Agronski studied him, analytically. “You know, you people at NASA have been the same whenever I’ve dealt with you. So emotive, so unrealistic. Even you, Fred. Every time we ask for proposals, back you come wanting everything: look at this Space Task Group report with its ‘balanced programs,’ its ‘wide range of technologies.’ You ask for Mars, but that brings everything else in its wake, it seems: nuclear boosters, a Space Shuttle, huge space stations. The same old vision von Braun has peddled since the 1950s — even though you didn’t need a space station to get to the Moon. Your hidden agendas are not, frankly, very well hidden. Why can’t you learn to prioritize?”

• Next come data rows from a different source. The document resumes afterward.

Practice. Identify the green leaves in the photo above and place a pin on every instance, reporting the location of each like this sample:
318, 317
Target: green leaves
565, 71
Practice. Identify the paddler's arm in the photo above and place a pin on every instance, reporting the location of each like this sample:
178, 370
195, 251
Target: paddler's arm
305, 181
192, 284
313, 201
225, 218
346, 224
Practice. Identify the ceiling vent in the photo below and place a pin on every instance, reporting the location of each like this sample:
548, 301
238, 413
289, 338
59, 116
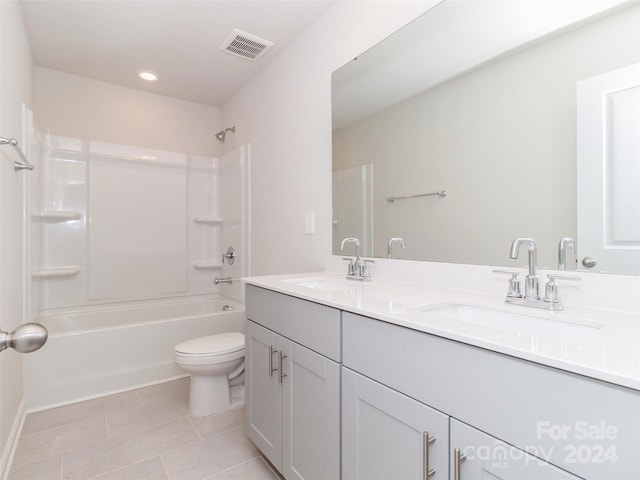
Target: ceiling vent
244, 45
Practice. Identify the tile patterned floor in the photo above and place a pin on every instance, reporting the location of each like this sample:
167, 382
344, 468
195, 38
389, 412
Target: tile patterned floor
142, 434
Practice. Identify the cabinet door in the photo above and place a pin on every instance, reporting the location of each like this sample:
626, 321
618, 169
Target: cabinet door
263, 392
487, 457
311, 415
384, 434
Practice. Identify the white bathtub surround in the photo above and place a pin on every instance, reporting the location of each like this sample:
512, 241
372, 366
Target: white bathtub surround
101, 349
606, 349
160, 232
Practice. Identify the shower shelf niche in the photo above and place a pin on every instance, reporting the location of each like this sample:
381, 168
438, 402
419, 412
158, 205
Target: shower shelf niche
58, 215
208, 220
207, 265
64, 271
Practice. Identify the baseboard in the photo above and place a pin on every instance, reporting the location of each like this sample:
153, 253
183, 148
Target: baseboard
12, 442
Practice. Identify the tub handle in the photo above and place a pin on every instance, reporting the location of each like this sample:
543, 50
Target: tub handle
27, 338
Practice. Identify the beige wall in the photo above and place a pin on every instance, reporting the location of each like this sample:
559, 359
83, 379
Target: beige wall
500, 140
79, 107
15, 89
285, 113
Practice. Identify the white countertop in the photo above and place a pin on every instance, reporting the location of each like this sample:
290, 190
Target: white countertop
600, 344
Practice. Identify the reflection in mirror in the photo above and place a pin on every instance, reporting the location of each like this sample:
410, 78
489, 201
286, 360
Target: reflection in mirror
493, 120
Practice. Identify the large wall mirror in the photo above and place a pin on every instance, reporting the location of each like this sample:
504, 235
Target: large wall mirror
485, 121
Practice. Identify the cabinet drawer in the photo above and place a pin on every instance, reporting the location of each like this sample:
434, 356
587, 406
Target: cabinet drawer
315, 326
568, 419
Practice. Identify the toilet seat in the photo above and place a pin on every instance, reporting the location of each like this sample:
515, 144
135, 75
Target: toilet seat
221, 344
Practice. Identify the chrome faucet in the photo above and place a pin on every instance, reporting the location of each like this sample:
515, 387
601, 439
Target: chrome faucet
391, 242
531, 297
532, 282
358, 268
566, 244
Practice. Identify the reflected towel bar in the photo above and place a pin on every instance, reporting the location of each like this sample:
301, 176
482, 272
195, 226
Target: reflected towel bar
440, 193
17, 165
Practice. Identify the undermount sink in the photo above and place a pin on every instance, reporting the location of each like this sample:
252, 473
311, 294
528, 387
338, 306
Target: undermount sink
324, 284
543, 324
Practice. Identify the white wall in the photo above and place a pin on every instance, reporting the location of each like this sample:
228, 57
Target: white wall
15, 89
500, 140
73, 106
285, 114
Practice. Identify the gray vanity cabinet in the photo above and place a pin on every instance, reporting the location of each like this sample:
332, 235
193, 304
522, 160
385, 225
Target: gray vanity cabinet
292, 410
588, 428
264, 393
387, 435
480, 456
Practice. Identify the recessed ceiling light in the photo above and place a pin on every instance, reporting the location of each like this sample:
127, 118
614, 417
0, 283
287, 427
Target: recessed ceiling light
148, 75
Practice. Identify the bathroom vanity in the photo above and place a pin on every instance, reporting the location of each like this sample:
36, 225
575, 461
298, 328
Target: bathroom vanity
388, 380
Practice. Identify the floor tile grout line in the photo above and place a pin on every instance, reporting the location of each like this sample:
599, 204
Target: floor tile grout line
122, 467
194, 427
197, 441
106, 425
212, 477
69, 449
164, 466
62, 425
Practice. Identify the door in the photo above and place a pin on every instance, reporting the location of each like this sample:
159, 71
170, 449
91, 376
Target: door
387, 435
352, 190
487, 457
263, 392
311, 411
609, 171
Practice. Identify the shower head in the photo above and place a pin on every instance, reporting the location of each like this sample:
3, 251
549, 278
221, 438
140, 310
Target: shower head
223, 133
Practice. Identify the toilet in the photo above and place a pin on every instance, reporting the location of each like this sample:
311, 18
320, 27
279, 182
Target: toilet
214, 362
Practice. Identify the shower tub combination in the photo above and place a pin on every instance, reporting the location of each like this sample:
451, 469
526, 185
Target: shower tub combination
98, 350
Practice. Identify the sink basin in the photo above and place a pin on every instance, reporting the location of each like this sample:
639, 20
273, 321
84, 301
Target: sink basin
543, 324
325, 284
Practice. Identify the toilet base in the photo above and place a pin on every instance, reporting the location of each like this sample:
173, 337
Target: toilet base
208, 395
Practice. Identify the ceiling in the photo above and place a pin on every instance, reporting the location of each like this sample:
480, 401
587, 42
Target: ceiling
110, 40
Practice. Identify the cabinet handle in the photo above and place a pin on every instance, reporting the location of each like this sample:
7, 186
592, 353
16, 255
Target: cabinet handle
458, 458
281, 375
271, 352
426, 441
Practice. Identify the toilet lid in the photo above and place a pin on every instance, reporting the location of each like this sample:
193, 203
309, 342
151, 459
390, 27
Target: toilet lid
213, 344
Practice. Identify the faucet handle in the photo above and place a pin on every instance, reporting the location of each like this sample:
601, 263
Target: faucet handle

Muldoon said angrily, “The task group is asking for a mandate to begin the colonization of the Solar System. And to secure the future of the human race, just as Kennedy is saying. What could be higher priority than that?”

“Oh, for God’s sake,” Agronski snapped. “We’re a country at war, Colonel Muldoon. And the war is a hemorrhage of money, resources, national morale.”

“Sure,” Muldoon said. “And Apollo is going to end up having cost as much as it takes to keep the war going for another twelve months. What a price to pay.”

Agronski ignored that. “The budget just isn’t big enough to do everything you want. You don’t have to be a White House insider to see that. And the public mood is against you, too. I don’t suppose you flyboys have heard of a thing called Earth Day, planned by the environmentalists in a couple of weeks’ time—”

“Yes, I’ve heard of it, damn it.”

“Cleanups. Marches. Teach-ins. That’s where the public is going to focus in the coming decade, Colonel Muldoon: on our problems here on Earth, not more of your stunts in space.”

“Maybe so. But Agnew chaired the Space Task Group, not NASA,” Michaels growled.

Agronski plowed on. “It’s time you people dropped the idea that you’re some kind of heroic superagency. During Apollo you thought you were the Manhattan Project. Well, now you’re a service agency with a limited budget. And that’s what you have to learn to live with…”

Michaels knew Agronski had a point.

In Michaels’s humble opinion, the current NASA Administrator, Thomas O. Paine, was an idiot: a naive dreamer who was pumping Agnew full of grandiose visions, without a thought about how acceptable they would be to the decision makers inside the White House. Paine was a real contrast to his predecessor, Jim Webb, whom Michaels had greatly admired. Webb was a real political operator — he had known where the bodies were buried, up on the Hill — and he had actively avoided long-term planning. NASA was bad at it anyhow — long-range plans always got bogged down in infighting between the centers — and Webb believed that long-term plans were just hostages to fortune, a distraction for budget authorizers and NASA managers.